# 1946 continental



## Spence36 (Mar 21, 2011)

Just picked a sweet og continental anyone know anything about it. looking to sell it but dont know value its all there even tires are real just need correct pedals but i dont know what kind to put on it i think front left brake has been replaced with 60's schwinn lever and caliper >>>


----------



## unknown52 (Mar 22, 2011)

how you checkin serial number or matchin that to be a 46.  trying to get better at recognizing years and any help would help me.


----------



## sailorbenjamin (Mar 22, 2011)

Nice bike.  Decals, crank and fenders look to be about that vintage.  Seat, too.  Schwinn serial numbers are tough before '48.  Tires are probably "Schwinn 26x1 3/8"  Which is equivalent to English 26x1 1/4.  The rims on these are 597s so don't buy English 26x1 3/8 cause they're for a 590 rim.
Do the rear dropouts face forward or backwards?  is the kickstand a braze on or a bolt on?  I'm guessing this is a fillet brazed frame so you won't see any evidence of unfinished seams where the chainstays attach to the bottom bracket.  If you look under a later Conti you'll see what I mean.
Where are you located and what size is it (from the center of the crank to the center of the top tube)?


----------



## ftwelder (Mar 22, 2011)

Those Lauterwasser handlebars are begging to be flipped.
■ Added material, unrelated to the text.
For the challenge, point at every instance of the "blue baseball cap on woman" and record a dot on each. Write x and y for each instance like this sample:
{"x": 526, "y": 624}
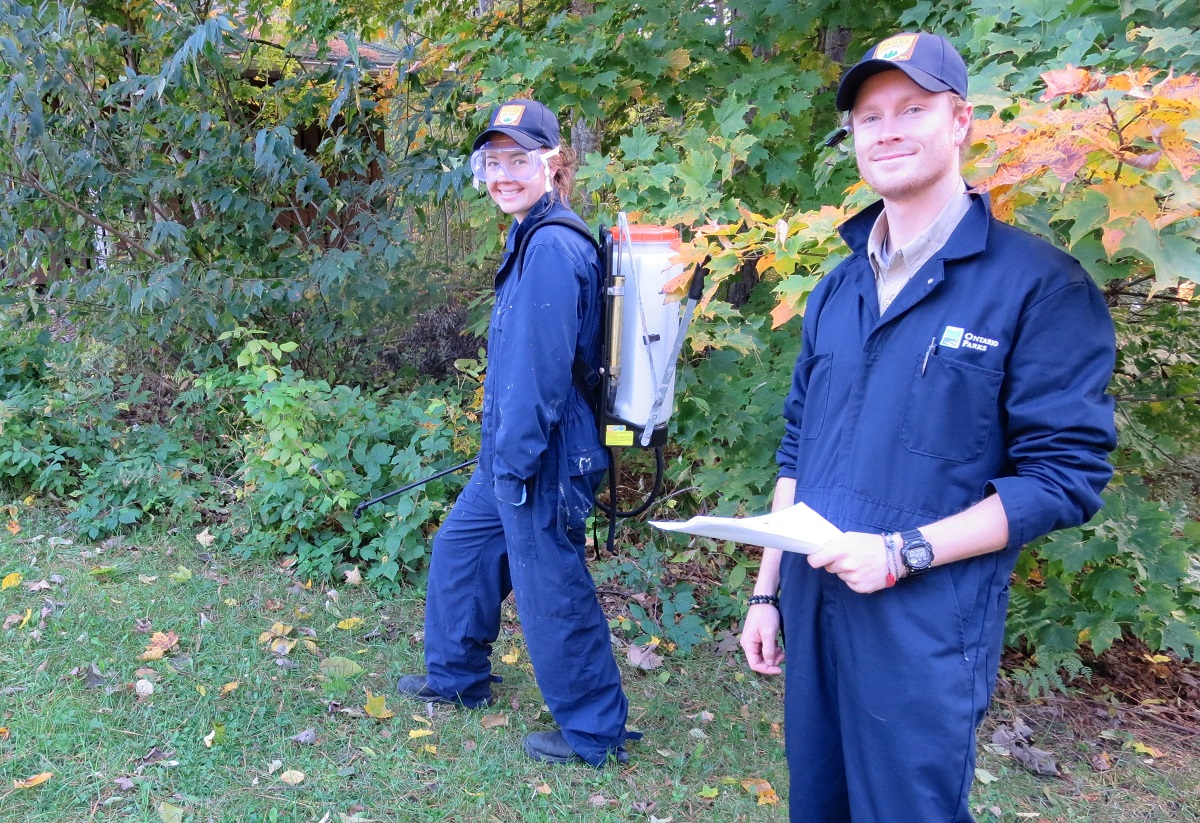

Nice ride.


----------



## Larmo63 (Mar 23, 2011)

It's great, let me know what you'd like for it. Thanks!


----------



## videoranger (Mar 25, 2011)

Nice find, I really like those early Schwinn lightweights. You may want to sell the rack separately since I don't think it's original and pre-war racks are sought after.


----------



## Crestonean (Mar 27, 2011)

That's a nice looking bike - especially those beautiful stainless fenders! I was lucky to find a pair for my '48 Continental, but they were EXPENSIVE. Hopefully you'll enjoy a few rides before you sell it.........


----------



## ace (Apr 11, 2011)

What are you asking for the bike? I have one in black, blue and a 1953 in green. Very sweet bikes.  Thanks!


----------